Molly Crabapple is an artist and writer living in New York. Brothers of the Gun, her illustrated collaboration with Syrian war journalist Marwan Hisham, will be published by Random House in 2018. Her work has been described as “God’s own circus posters,” by Rolling Stone, but beneath the lavishly detailed surface, it engages injustice and rebellion.
Because of Molly’s 2013 solo exhibition, Shell Game, a series of large-scale paintings about the revolutions of 2011, she was called “an emblem of the way that art could break out of the gilded gallery” by The New Republic. In 2015, Molly Crabapple was awarded Yale Poynter Fellowship, and received a Front Page Award for her art of rebel-held Aleppo. Her art also earned her a 2014 Gold Rush award, and she was shortlisted for a 2013 Frontline Print Journalism Award for her internationally-acclaimed reportage on Guantanamo Bay.
Molly is a contributing editor for VICE and has written for The New York Times, The Paris Review, Vanity Fair, The Guardian, CNN and Newsweek. Her published books include the memoir Drawing Blood (Harper Collins. 2015) Discordia (with Laurie Penny; Random House, 2012) on the Greek economic crisis and the art books Devil in the Details and Week in Hell (IDW 2012).
Molly has been called “equal parts Hieronymus Bosch, William S. Burroughs and Cirque du Soleil,” by The Guardian; “THE artist of our time” by comedian Margaret Cho, and “a brilliant and principled artist” by BoingBoing.

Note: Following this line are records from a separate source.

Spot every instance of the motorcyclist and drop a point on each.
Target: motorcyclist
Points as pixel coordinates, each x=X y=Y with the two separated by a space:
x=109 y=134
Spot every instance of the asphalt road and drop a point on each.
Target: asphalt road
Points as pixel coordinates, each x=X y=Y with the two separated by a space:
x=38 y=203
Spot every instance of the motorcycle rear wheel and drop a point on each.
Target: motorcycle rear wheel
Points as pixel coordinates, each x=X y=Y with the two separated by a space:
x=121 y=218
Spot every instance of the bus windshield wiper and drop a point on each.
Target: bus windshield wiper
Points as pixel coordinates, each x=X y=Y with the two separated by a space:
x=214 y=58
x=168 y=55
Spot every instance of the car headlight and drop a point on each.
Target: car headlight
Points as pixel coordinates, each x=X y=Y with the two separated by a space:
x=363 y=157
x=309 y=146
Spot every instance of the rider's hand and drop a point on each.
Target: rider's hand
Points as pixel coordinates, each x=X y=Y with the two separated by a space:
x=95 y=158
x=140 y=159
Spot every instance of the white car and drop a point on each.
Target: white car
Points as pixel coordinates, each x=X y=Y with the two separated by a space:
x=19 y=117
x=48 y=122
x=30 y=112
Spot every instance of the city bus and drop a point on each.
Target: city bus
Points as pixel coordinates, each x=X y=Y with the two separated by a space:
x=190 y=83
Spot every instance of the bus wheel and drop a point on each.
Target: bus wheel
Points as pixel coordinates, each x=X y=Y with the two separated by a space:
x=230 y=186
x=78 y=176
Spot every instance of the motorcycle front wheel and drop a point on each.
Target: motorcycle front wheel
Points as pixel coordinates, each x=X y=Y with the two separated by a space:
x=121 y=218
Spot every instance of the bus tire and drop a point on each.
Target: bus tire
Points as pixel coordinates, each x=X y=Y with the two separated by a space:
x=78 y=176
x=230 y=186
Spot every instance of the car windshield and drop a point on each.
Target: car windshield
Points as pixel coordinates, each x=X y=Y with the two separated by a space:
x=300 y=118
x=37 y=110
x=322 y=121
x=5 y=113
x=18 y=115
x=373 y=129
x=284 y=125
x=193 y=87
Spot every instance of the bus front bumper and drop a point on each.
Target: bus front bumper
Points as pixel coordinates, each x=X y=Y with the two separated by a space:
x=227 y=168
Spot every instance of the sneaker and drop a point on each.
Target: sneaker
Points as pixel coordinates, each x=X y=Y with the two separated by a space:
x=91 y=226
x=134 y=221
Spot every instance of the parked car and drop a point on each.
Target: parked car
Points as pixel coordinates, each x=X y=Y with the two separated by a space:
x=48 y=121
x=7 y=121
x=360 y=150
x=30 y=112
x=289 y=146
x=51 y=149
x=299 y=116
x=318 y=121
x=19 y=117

She spent four years as the staff artist of The Box, one of the world’s most lavish (and notorious) nightclubs. Molly has taken her sketchbook from burlesque halls to refugee camps, always with a skeptical eye for power.
Molly is the illustrator of Matt Taibbi’s New York Times bestseller, The Divide. She has collaborated with Spike Jonze to create backdrops for the 2013 YouTube Music Video Awards, and with Esperanza Spalding on projections for her concerts. She created art for Patton Oswalt’s DVD, Tragedy Plus Comedy Equals Time.
She regularly speaks to audiences around the world, at institutions such as The Museum of Modern Art, The London School of Economics, and Harvard and Columbia Universities. Her works are held in the permanent collections of the Museum of Modern Art, The Barjeel Foundation and The New York Historical Society.